Gentle taps against a window, scratches on a guitar, rustles of the patrons of a coffee shop, the slow movement of the sky. It’s hard to describe Yuichiro Fujimoto’s best record without mirroring the abstraction of the music itself. This music — folky, cassette-tape music — is fuzzy, impressionistic, and at times, not all the way there. Each song may have only one instrument playing away quietly while layers fall out of sync with each other or mix with the background static.
Despite its clear love for an accessible melody, it’s so structurally distant that playing it to someone evokes reactions of confusion — the classic “Is this even music?” response. Is this coming across too negative? To be clear, this is my favorite album of all time, and it’s not a particularly close race. Let me tell you why.
Kinoe is extremely small music — almost absurdly so. Between the strums of “Morning Dance” or fleeting notes in “Old Bird Tape,” it’s not uncommon to encounter entire seconds of pure silence. Though it’s not entirely silent, is it? “Morning Dance” expresses itself through the clinks of dishes and a faintly heard TV just as much as it does through the beautiful interplay between the guitar and melodica. The pauses between the rhythms of “Drawing of Stars” are as important to its subtle groove as the actual notes.
The fact that “Without a Mabataki” opens with two and a half full minutes of someone drawing on paper only barely accentuated by a humming guitar foundationally altered how I understand music as an art form. In fact, that’s not all the silence it uses. There’s so much negative space that you might find yourself listening to what’s around you too. Bleeding in through your headphones, you could hear a car passing by, people talking near you, or your air conditioner whirring behind you. You wouldn’t perceive these sounds otherwise, but because you’re listening to music, you’re not filtering anything out anymore. Because you’re listening to music, you start hearing them in a new light and start perceiving them as useful and desirable. This is what Kinoe does. It has a playfulness to it, wielding its own identity as music to show you the things you usually filter out and to ask you, “Isn’t this beautiful too? Can’t this be music?”
Of course, its meta-existence isn’t all that I love about this album. John Cage infamously put this concept into action with “4’33” back in 1952! I fixate on Kinoe because of how accessible it manages to be while still communicating these ideas and adhering to approachable melodies. It doesn’t take an artisanal eye to realize how incredible the guitar in “Old Bird Tape” is. If you have any degree of familiarity with ambient music, such as most video game soundtracks, many of the songs are approachable without too much effort. It’s just another way Kinoe communicates its ideas to you. Even in a sensory deprivation tank, these songs are fascinating, possessing a childlike, unrestrained silliness and joy about life itself.

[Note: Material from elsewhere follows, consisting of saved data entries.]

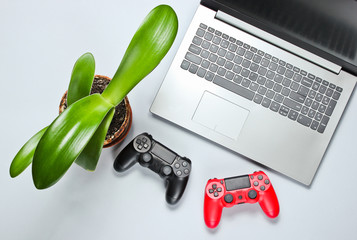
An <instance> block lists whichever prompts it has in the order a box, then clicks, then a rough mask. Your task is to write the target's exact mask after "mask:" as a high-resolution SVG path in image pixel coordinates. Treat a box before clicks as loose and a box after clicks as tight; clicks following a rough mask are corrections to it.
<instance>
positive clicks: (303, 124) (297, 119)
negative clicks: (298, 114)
mask: <svg viewBox="0 0 357 240" xmlns="http://www.w3.org/2000/svg"><path fill="white" fill-rule="evenodd" d="M297 121H298V123H301V124H302V125H304V126H306V127H310V124H311V122H312V119H311V118H308V117H306V116H304V115H302V114H300V115H299V117H298V119H297Z"/></svg>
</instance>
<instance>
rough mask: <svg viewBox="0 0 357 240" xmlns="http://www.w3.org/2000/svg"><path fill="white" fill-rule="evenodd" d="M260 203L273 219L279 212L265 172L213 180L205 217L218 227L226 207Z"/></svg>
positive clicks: (276, 204)
mask: <svg viewBox="0 0 357 240" xmlns="http://www.w3.org/2000/svg"><path fill="white" fill-rule="evenodd" d="M256 202H259V204H260V207H261V208H262V210H263V211H264V212H265V214H266V215H267V216H268V217H270V218H275V217H277V216H278V214H279V202H278V198H277V196H276V194H275V191H274V188H273V186H272V184H271V182H270V180H269V178H268V177H267V175H266V174H265V173H264V172H263V171H259V172H254V173H253V174H249V175H242V176H237V177H230V178H224V179H216V178H214V179H210V180H208V182H207V185H206V188H205V202H204V219H205V223H206V225H207V227H209V228H215V227H217V225H218V224H219V221H220V219H221V215H222V210H223V208H224V207H233V206H234V205H237V204H241V203H256Z"/></svg>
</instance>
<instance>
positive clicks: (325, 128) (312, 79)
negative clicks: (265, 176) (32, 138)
mask: <svg viewBox="0 0 357 240" xmlns="http://www.w3.org/2000/svg"><path fill="white" fill-rule="evenodd" d="M356 12H357V2H356V1H354V0H325V1H311V0H291V1H285V0H250V1H246V0H202V1H201V2H200V5H199V6H198V9H197V11H196V13H195V15H194V17H193V19H192V22H191V24H190V26H189V28H188V30H187V33H186V34H185V37H184V39H183V41H182V43H181V45H180V47H179V49H178V52H177V53H176V55H175V58H174V60H173V62H172V64H171V66H170V68H169V70H168V72H167V75H166V77H165V79H164V81H163V83H162V85H161V87H160V89H159V91H158V93H157V95H156V97H155V99H154V102H153V104H152V106H151V108H150V111H151V112H152V113H153V114H155V115H158V116H160V117H162V118H164V119H166V120H169V121H171V122H173V123H175V124H177V125H179V126H181V127H183V128H186V129H188V130H190V131H192V132H194V133H196V134H198V135H200V136H203V137H205V138H207V139H209V140H211V141H214V142H216V143H218V144H220V145H222V146H224V147H226V148H228V149H230V150H233V151H234V152H236V153H239V154H240V155H243V156H245V157H247V158H249V159H251V160H254V161H256V162H258V163H261V164H263V165H265V166H267V167H269V168H271V169H274V170H276V171H278V172H281V173H283V174H284V175H286V176H288V177H290V178H292V179H295V180H296V181H298V182H301V183H302V184H305V185H310V184H311V182H312V180H313V178H314V176H315V173H316V171H317V169H318V166H319V164H320V162H321V160H322V158H323V156H324V153H325V151H326V149H327V147H328V144H329V142H330V140H331V138H332V136H333V133H334V131H335V130H336V127H337V125H338V122H339V120H340V119H341V116H342V113H343V111H344V109H345V107H346V105H347V102H348V100H349V98H350V96H351V94H352V92H353V89H354V87H355V85H356V80H357V77H356V75H357V55H356V51H357V14H355V13H356Z"/></svg>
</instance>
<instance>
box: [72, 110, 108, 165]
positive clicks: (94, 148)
mask: <svg viewBox="0 0 357 240" xmlns="http://www.w3.org/2000/svg"><path fill="white" fill-rule="evenodd" d="M114 112H115V109H114V108H113V109H112V110H110V111H109V113H108V114H107V116H106V117H105V118H104V120H103V121H102V123H101V124H100V126H99V127H98V129H97V131H96V132H95V133H94V135H93V137H92V138H91V140H90V141H89V143H88V144H87V146H86V147H85V148H84V150H83V151H82V152H81V154H80V155H79V156H78V158H77V159H76V161H75V162H76V163H77V164H78V165H79V166H81V167H82V168H84V169H86V170H89V171H94V170H95V168H96V167H97V163H98V160H99V157H100V154H101V152H102V149H103V143H104V140H105V136H106V135H107V131H108V128H109V125H110V123H111V121H112V119H113V116H114Z"/></svg>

Kinoe sees no reason to dramatize life to make it interesting or make the world more wonderful than it already is. Listening to this album isn’t like hearing a lecture from a professor about the history of experimental music. Instead, it’s like going on a walk with some kind of spirit — a creature who stops every five paces to talk to a grasshopper or observe the roots of a tree. Maybe it’ll take you longer to get to where you’re going, but if you spend enough time with it, it’ll start to rub off on you. You’ll start to see how it sees, and before you know it, everything will have become just a little bit more beautiful.